Anonymous asked:
redressalert answered:
Hey anon, thanks for your patience with me.
I can understand and relate a lot to what you’re talking about in terms of being surprised or taken aback by your features, expecting them to be different, and feeling surreal/detached from your physical form. Obviously there’s a lot to unpack in what I am about to say, but some things that have helped me the most with that set of issues are:
1. Physical exercise would sometimes give me moments of “alignment” overall–not necessarily with this or that “part,” but if I could get my body working as a whole, and feel blood circulating through it, that would become a basis for experiencing myself as being inside it in a more aligned and complete way, and I could build on that experience over time to draw myself back in in times of distress. Muscle memory, almost.
2. Meditation of the variety where you lose language, “take off” stories, release value judgments, self-concepts…let them fall away and focus entirely on breath. Lately I have been playing with using sound at times–not words, which for me tend to activate the judging behavior in my mind, but just vowel sounds and humming vibrations that resonate in different parts of the body. I can recommend a woman who can teach you sound techniques like these if you’re interested. Just email me.
3. Developing a habit of “lightness” with respect to the disconnect. Remembering to tell myself that the feeling of disconnect just is what it is, does not need to have any narrative attached to it, and does not mean I need to do anything in particular. I notice the feeling of misalignment. I do not try to force a feeling of alignment. I do not frame it into a trans narrative.
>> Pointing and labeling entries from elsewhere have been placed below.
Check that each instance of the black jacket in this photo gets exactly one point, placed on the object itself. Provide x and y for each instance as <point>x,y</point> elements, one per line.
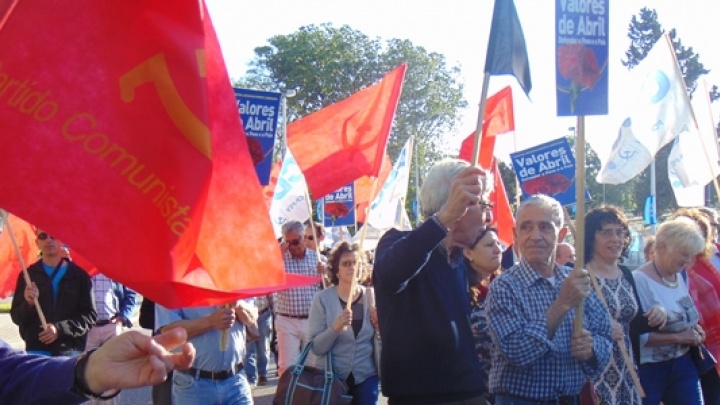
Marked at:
<point>428,353</point>
<point>72,313</point>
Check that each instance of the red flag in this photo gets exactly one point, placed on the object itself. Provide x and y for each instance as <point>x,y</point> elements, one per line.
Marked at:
<point>499,119</point>
<point>346,140</point>
<point>128,146</point>
<point>9,263</point>
<point>364,188</point>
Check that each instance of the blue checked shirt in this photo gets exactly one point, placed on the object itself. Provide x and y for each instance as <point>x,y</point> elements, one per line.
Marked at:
<point>527,364</point>
<point>296,302</point>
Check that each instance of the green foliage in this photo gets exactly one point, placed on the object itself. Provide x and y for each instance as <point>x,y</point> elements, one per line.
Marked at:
<point>644,31</point>
<point>326,64</point>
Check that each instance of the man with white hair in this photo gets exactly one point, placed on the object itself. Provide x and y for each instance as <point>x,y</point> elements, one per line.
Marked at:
<point>540,358</point>
<point>428,354</point>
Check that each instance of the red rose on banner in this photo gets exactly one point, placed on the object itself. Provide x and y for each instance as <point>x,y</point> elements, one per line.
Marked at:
<point>578,64</point>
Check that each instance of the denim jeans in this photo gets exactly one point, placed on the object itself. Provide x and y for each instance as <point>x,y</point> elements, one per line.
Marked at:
<point>188,390</point>
<point>365,393</point>
<point>258,353</point>
<point>672,382</point>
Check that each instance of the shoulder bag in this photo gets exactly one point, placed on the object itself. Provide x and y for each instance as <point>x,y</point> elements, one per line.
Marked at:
<point>306,385</point>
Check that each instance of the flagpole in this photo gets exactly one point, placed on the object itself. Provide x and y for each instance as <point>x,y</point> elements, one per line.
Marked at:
<point>418,221</point>
<point>353,282</point>
<point>23,265</point>
<point>580,211</point>
<point>481,115</point>
<point>312,226</point>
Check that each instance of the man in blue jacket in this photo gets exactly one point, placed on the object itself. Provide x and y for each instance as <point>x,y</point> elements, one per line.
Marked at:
<point>428,355</point>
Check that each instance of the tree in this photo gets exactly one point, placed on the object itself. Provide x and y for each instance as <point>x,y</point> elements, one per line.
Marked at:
<point>327,64</point>
<point>643,33</point>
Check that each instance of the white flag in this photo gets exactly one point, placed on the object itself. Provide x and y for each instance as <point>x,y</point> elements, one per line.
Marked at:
<point>693,161</point>
<point>383,209</point>
<point>661,112</point>
<point>290,200</point>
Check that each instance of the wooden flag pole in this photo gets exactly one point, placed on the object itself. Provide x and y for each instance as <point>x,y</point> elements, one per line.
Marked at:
<point>317,242</point>
<point>26,276</point>
<point>580,212</point>
<point>224,334</point>
<point>353,283</point>
<point>481,116</point>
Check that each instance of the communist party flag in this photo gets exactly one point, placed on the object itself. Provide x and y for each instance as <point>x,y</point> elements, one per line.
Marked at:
<point>122,138</point>
<point>346,140</point>
<point>367,188</point>
<point>499,118</point>
<point>10,265</point>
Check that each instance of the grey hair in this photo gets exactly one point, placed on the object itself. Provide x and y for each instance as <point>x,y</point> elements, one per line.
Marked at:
<point>681,233</point>
<point>543,201</point>
<point>288,226</point>
<point>435,190</point>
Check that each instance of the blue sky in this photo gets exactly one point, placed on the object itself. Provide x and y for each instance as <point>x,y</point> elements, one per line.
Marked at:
<point>459,30</point>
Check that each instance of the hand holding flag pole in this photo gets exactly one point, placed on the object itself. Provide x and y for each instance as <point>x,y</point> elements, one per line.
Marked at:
<point>26,276</point>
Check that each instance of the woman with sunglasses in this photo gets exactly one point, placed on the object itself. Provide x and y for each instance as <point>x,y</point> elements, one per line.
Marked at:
<point>346,333</point>
<point>607,238</point>
<point>483,264</point>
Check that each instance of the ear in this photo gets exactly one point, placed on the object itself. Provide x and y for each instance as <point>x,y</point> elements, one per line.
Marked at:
<point>562,233</point>
<point>467,253</point>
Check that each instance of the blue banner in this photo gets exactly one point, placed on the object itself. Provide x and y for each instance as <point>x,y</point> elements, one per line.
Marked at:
<point>259,111</point>
<point>547,169</point>
<point>339,207</point>
<point>581,50</point>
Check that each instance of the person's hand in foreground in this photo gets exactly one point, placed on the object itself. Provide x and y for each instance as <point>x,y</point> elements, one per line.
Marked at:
<point>133,360</point>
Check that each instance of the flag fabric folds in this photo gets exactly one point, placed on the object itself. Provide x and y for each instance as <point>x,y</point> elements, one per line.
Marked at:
<point>499,118</point>
<point>290,200</point>
<point>661,113</point>
<point>507,53</point>
<point>129,148</point>
<point>10,266</point>
<point>383,210</point>
<point>346,140</point>
<point>693,160</point>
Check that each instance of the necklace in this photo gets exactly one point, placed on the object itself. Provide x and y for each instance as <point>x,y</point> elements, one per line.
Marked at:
<point>671,284</point>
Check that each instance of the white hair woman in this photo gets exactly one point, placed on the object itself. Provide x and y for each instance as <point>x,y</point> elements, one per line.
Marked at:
<point>667,372</point>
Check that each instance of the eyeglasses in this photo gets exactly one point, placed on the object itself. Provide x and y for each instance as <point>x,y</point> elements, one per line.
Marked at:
<point>485,205</point>
<point>45,235</point>
<point>609,233</point>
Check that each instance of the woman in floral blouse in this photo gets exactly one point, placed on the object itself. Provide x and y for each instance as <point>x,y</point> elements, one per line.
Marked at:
<point>483,262</point>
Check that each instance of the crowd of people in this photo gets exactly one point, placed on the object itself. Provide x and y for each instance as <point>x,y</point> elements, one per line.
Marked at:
<point>462,320</point>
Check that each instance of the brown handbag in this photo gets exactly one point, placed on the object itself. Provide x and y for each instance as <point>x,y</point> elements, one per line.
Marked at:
<point>305,385</point>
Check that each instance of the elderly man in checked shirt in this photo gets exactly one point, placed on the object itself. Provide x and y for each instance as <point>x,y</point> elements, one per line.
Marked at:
<point>293,306</point>
<point>531,307</point>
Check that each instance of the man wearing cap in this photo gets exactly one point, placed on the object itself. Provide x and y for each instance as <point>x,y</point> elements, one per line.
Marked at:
<point>293,306</point>
<point>64,292</point>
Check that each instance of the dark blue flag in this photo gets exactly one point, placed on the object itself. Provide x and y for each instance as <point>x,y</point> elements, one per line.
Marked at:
<point>507,53</point>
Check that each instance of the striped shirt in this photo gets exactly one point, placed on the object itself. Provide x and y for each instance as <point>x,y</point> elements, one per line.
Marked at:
<point>296,302</point>
<point>527,364</point>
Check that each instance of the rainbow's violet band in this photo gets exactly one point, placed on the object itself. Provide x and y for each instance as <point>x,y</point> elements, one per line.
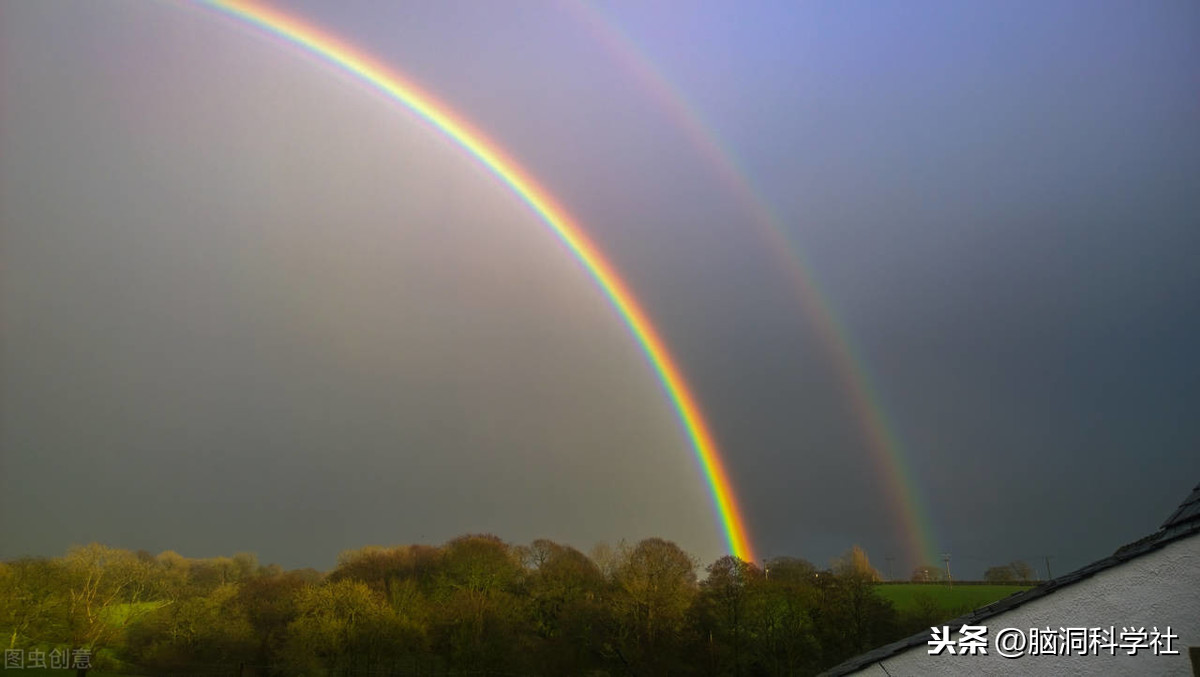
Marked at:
<point>388,82</point>
<point>881,438</point>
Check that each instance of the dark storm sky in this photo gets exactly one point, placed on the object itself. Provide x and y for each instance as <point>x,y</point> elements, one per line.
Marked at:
<point>249,305</point>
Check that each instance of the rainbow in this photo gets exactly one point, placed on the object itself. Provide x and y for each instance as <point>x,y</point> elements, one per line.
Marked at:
<point>881,438</point>
<point>387,82</point>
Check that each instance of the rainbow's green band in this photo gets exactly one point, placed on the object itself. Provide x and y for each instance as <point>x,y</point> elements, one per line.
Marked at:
<point>568,231</point>
<point>882,442</point>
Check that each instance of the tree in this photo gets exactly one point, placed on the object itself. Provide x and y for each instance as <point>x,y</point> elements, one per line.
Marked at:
<point>654,587</point>
<point>856,563</point>
<point>725,607</point>
<point>793,570</point>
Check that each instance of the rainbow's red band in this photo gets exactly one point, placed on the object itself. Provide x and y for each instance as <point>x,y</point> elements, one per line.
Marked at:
<point>881,439</point>
<point>353,61</point>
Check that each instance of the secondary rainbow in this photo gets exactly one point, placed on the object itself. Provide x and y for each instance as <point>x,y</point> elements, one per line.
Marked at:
<point>881,438</point>
<point>399,89</point>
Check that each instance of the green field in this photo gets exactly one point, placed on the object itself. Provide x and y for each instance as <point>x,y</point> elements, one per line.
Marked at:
<point>48,672</point>
<point>912,597</point>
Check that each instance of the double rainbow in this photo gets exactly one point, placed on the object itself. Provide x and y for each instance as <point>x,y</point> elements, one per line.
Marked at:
<point>384,79</point>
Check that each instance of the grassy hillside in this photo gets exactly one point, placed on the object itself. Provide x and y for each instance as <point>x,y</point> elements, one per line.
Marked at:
<point>957,599</point>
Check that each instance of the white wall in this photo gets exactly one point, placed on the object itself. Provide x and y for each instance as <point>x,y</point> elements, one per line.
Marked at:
<point>1159,588</point>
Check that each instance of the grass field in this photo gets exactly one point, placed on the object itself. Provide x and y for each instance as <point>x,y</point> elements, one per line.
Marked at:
<point>48,672</point>
<point>954,599</point>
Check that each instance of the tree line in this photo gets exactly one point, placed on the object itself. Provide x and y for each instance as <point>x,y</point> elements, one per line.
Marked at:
<point>475,605</point>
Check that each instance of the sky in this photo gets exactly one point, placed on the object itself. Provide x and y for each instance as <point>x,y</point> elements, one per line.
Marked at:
<point>249,304</point>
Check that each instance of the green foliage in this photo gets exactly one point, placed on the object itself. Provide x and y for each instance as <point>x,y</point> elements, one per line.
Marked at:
<point>474,605</point>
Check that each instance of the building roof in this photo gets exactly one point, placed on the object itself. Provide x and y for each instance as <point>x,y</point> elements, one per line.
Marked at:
<point>1182,523</point>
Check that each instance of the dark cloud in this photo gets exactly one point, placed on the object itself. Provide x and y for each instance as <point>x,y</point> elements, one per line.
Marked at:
<point>250,306</point>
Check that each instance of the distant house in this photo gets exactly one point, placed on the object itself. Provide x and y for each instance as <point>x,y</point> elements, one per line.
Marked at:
<point>1084,623</point>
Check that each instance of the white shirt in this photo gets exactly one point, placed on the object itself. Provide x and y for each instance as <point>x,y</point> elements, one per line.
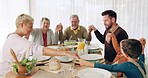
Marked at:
<point>21,46</point>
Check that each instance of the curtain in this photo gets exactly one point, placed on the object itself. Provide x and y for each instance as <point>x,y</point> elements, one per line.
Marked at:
<point>9,10</point>
<point>131,15</point>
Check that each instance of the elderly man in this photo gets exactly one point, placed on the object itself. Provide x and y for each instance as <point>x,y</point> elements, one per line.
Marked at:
<point>109,19</point>
<point>74,31</point>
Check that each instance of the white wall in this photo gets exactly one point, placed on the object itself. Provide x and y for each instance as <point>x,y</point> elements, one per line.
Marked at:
<point>132,15</point>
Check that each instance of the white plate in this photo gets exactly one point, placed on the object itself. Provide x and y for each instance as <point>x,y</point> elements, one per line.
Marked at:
<point>53,47</point>
<point>93,73</point>
<point>64,58</point>
<point>91,56</point>
<point>42,58</point>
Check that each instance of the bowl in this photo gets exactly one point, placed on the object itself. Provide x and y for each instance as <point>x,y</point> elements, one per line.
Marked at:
<point>30,64</point>
<point>70,42</point>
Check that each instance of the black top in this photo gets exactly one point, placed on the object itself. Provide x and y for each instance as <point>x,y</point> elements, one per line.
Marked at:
<point>110,52</point>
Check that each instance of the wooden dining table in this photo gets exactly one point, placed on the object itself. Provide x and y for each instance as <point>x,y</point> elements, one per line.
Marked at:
<point>39,72</point>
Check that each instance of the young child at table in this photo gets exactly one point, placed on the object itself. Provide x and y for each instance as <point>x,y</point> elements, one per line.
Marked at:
<point>133,68</point>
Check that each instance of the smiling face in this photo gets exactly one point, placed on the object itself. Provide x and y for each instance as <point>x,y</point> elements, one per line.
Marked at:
<point>122,50</point>
<point>74,22</point>
<point>28,27</point>
<point>108,22</point>
<point>24,24</point>
<point>45,25</point>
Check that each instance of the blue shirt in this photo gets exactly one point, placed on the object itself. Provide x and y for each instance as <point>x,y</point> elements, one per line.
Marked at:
<point>128,68</point>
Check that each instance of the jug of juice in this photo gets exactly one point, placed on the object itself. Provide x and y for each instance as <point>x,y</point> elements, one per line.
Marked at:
<point>81,45</point>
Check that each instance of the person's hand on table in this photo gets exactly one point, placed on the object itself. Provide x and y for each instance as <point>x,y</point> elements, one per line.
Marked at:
<point>72,54</point>
<point>85,63</point>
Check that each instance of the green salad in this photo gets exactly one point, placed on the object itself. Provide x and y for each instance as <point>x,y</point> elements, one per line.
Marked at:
<point>29,64</point>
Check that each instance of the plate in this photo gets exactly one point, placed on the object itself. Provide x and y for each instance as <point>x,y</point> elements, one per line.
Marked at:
<point>43,58</point>
<point>93,47</point>
<point>64,58</point>
<point>93,73</point>
<point>53,47</point>
<point>91,57</point>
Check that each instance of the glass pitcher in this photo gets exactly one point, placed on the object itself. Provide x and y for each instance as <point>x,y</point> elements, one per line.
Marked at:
<point>81,45</point>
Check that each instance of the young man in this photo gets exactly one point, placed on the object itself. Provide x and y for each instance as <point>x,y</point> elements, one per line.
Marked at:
<point>22,47</point>
<point>133,68</point>
<point>109,18</point>
<point>74,31</point>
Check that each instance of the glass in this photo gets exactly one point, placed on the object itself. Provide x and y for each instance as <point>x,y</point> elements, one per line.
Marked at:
<point>81,43</point>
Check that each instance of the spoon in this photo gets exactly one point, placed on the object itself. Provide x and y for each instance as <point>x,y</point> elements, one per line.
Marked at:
<point>21,69</point>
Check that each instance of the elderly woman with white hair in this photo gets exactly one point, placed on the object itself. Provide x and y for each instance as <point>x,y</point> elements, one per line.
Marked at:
<point>17,42</point>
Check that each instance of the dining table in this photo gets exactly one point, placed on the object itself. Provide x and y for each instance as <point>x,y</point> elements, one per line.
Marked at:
<point>41,71</point>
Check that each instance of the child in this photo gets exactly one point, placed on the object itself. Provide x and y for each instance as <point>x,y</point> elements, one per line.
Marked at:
<point>131,49</point>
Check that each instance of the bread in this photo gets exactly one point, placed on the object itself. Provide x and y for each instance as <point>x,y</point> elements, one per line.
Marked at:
<point>54,64</point>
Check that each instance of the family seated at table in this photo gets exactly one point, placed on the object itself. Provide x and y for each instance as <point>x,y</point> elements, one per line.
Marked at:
<point>131,49</point>
<point>23,47</point>
<point>126,54</point>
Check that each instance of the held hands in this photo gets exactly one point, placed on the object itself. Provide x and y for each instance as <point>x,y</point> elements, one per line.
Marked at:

That in itself helps contain it so it doesn’t spiral out in that particular way.
4. Journal about the feeling of misalignment–the kind where you keep the pen moving no matter what for 3 pages, or 5 pages, or 10 pages–to get underneath the “natural” feeling of the misalignment into what’s underneath it. Free-associative writing can help with this a lot. It’s never “just because”–even though it insists it is, even though it really wants you to believe that’s the case. There’s always at least a fragment of information about when I first felt this disconnect, what else was connected, things like that. There’s often also information about how others perceive the aspect that feels misaligned, and how they have treated me because of it. This can be important to notice, too.
5. Pay attention to self care basics like food, sleep, emotional states (loneliness, anger), conditions like depression, sobriety. When any of those kinds of things go “off,” the disconnect can be much more likely to surface and more difficult to manage.
6. If transition photos or photos of dudes are triggering for you at times, you might want to try avoiding them. It might be interesting to try looking at images of women who are not “doing woman” in the usual way instead (i.e., the Wanted project photos and videos, the instagram I posted recently with photos and videos of a butch powerlifter), and see what impact that has on you. If it were me, I’d try journaling about how it feels physiologically and what thoughts I have in each case. Notice breathing, notice which parts of your body are tense or engaged, in each case. Notice what thoughts come. Things like that.
I’m sorry I can’t be very helpful about voice in particular, because I altered mine before I could attempt any reconciliation there. I regret not being able to learn all that I could have learned from my body if I had not changed it. The disconnect I felt from my voice was a signal. There was a thread there I needed to follow. I cut that one.
I would like to tag lavenderjanestrikesback on this, too, because she has deep and important things to say about voice. Maybe you can write to her about that part of it.